Personal information
- Born:: July 16, 1941 (age 83) Munhall, Pennsylvania, U.S.
- Height:: 6 ft 2 in (1.88 m)
- Weight:: 230 lb (104 kg)

Career information
- High school:: Munhall
- College:: West Virginia
- Undrafted:: 1963

Career history
- Oakland Raiders (1963–1967); Cincinnati Bengals (1968); Boston Patriots (1969);

Career highlights and awards
- AFL champion (1967);
- Stats at Pro Football Reference

= Ken Herock =

American football player

Ken Herock (born July 16, 1941) is an American former professional football player who was a tight end in the American Football League (AFL). He played college football for the West Virginia Mountaineers. He played in AFL for the league champion Oakland Raiders in the second AFL-NFL World Championship Game, held after the 1967 season. He attended Munhall High School in Pittsburgh. His six-year pro career was also spent with the Cincinnati Bengals, and the Boston Patriots.

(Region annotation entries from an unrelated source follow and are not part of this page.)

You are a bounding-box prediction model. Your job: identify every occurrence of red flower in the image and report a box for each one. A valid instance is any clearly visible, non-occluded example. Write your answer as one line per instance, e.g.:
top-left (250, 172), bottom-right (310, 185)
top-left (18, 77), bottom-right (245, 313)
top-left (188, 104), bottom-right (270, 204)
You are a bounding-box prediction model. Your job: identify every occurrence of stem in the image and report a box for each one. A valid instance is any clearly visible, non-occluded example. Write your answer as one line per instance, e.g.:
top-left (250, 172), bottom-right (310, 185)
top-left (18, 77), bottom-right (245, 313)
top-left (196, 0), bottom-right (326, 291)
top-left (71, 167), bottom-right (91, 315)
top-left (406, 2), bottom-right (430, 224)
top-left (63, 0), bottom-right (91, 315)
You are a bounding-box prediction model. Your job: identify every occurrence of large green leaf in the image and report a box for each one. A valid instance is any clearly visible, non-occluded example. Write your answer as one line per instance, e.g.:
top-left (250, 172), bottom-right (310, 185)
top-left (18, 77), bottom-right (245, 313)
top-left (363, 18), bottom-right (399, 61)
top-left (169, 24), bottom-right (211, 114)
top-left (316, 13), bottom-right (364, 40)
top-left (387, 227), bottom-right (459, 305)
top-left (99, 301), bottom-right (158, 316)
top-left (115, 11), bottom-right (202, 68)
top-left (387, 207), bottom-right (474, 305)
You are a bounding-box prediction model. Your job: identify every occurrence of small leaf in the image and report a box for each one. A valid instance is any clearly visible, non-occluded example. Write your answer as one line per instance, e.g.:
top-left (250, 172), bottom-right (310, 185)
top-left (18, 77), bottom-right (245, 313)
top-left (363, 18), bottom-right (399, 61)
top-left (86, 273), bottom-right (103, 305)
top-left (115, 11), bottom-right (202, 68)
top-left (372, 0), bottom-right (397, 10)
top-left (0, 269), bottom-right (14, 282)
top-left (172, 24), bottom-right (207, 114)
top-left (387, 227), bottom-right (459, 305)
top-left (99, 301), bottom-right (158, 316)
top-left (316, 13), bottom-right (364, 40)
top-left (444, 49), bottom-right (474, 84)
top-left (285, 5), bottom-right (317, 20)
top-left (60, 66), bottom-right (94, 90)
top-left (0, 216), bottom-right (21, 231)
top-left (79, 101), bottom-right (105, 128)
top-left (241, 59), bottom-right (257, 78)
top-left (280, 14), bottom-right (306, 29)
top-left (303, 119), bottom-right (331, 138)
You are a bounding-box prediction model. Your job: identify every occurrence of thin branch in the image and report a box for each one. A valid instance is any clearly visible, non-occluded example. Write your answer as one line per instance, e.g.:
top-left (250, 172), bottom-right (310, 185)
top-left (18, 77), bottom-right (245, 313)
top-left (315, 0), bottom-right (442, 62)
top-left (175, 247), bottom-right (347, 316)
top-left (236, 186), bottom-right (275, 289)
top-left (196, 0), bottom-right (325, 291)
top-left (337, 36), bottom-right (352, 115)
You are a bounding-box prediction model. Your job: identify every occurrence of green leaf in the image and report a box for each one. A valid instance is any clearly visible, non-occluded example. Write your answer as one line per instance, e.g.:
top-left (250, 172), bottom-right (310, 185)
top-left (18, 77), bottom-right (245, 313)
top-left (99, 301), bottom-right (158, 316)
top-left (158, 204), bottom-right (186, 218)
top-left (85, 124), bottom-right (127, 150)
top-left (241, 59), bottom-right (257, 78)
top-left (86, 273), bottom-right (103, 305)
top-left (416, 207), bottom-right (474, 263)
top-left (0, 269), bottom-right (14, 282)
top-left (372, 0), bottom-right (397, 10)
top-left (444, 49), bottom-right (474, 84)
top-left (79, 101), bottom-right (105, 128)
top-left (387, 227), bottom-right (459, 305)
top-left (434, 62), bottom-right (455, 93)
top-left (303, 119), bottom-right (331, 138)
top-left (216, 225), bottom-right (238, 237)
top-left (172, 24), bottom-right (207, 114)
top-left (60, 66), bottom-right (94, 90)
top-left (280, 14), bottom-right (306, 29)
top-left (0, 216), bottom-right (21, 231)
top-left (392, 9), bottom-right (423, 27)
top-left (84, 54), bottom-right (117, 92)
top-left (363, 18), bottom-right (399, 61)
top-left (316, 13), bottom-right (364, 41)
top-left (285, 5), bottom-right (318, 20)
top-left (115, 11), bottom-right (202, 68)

After his playing career ended, Herock became a player personnel executive in the NFL with the Raiders, the Tampa Bay Buccaneers, and the Atlanta Falcons. He is known for trading Brett Favre from the Falcons to the Green Bay Packers at the urging of head coach Jerry Glanville.

==Career==
Herock spent seven seasons as the Raiders' personnel director, and was credited with helping build their Super Bowl XI championship team. He followed Ron Wolf to the expansion Buccaneers, where he held the title of Director of Player Personnel for the team's first eight years. During his tenure, the Buccaneers reached the playoffs in only four years, at that time the fastest of any NFL team. At the expiration of his contract in 1984, Herock found that he could make more money than he was being offered by Buccaneers owner Hugh Culverhouse, but the frugal Culverhouse refused to increase his offer. Coach Howard Schnellenberger then made Herock his first hire, offering him the same position with the USFL Washington Federals. This failed to pan out, as the team's planned move to Miami coincided with the USFL's planned move to a fall schedule, and their prospective owner canceled his purchase of the team rather than try to compete head-to-head with the Miami Dolphins and Hurricanes.

==Honors==
Herock is a member of the West Virginia Hall of Fame.